Thursday, October 25, 2012

World Building - Leave Room To Grow

As I am getting things ready for my Shadowrun game to launch I am getting to indulge in one of my favorite past times. Namely, world building. Now, there are a lot of jokes about world building being masturbatory - after all, while you're world building you are effectively just playing with yourself - but I've always found it to be an enjoyable and important exercise. That said though, and especially when prepping for a campaign, there is such a thing as too much world building. Today, I want to talk about why you want to leave room to grow.

Uncertainty Can Be Key
To be blunt, if everything in the world is defined than you lack uncertainty for things. If your players know that there are 4, and only 4, of something then you can't surprise them with the fifth. In fact, once they have all four - or have otherwise secured all four - they know that that particular quest line is done for now. This isn't necessarily a bad thing, but it can be stifling and it can make things less fun than they otherwise might be.

Chafing
Everything you establish in your world is something that has to stay constant. If you establish that people pick their own names at age 13 at a coming of age ceremony, but before then have a name their parents gave them, then you need to have reasons for why those names were picked. Just why is that female warrior who uses heavy weapons named Flowers anyhow?

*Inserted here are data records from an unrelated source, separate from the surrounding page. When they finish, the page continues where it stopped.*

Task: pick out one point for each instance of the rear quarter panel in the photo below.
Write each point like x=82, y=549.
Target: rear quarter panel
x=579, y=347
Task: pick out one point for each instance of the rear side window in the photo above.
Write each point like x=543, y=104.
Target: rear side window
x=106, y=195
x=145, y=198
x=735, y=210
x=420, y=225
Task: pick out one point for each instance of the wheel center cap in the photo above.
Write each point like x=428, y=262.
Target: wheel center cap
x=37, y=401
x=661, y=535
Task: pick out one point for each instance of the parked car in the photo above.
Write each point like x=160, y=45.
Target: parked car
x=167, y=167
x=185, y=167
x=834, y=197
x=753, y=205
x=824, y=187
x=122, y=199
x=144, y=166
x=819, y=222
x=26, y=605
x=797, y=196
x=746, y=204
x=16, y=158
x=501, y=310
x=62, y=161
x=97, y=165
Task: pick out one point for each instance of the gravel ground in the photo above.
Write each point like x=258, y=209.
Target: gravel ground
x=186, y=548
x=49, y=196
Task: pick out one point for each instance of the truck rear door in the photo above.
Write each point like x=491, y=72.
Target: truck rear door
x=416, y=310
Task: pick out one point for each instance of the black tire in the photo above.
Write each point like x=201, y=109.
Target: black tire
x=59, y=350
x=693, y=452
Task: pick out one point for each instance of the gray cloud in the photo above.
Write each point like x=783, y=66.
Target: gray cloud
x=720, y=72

This is the leading cause to what I meant by stifling earlier. Everything you create exists in the world, and that means other things rub up against it. If you put down a police force then there is a force that enforces the laws. If you don't establish a police force, a state of anarchy and strong preying on the weak becomes a lot more credible. If you want both massive crime and strong policing then you need a reason for why they co-exist. Then you need a reason for why everything else co-exists with those things.

Winging It
As a Gm you want room to pull things out of the air. This requires a lack of chafing because for this you need space to pull whatever it is your pulling out. Leaving gaps for yourself to work with, or for other GMs to work with, lets them claim the world for themselves and their game.It also gives the players niches to grow into.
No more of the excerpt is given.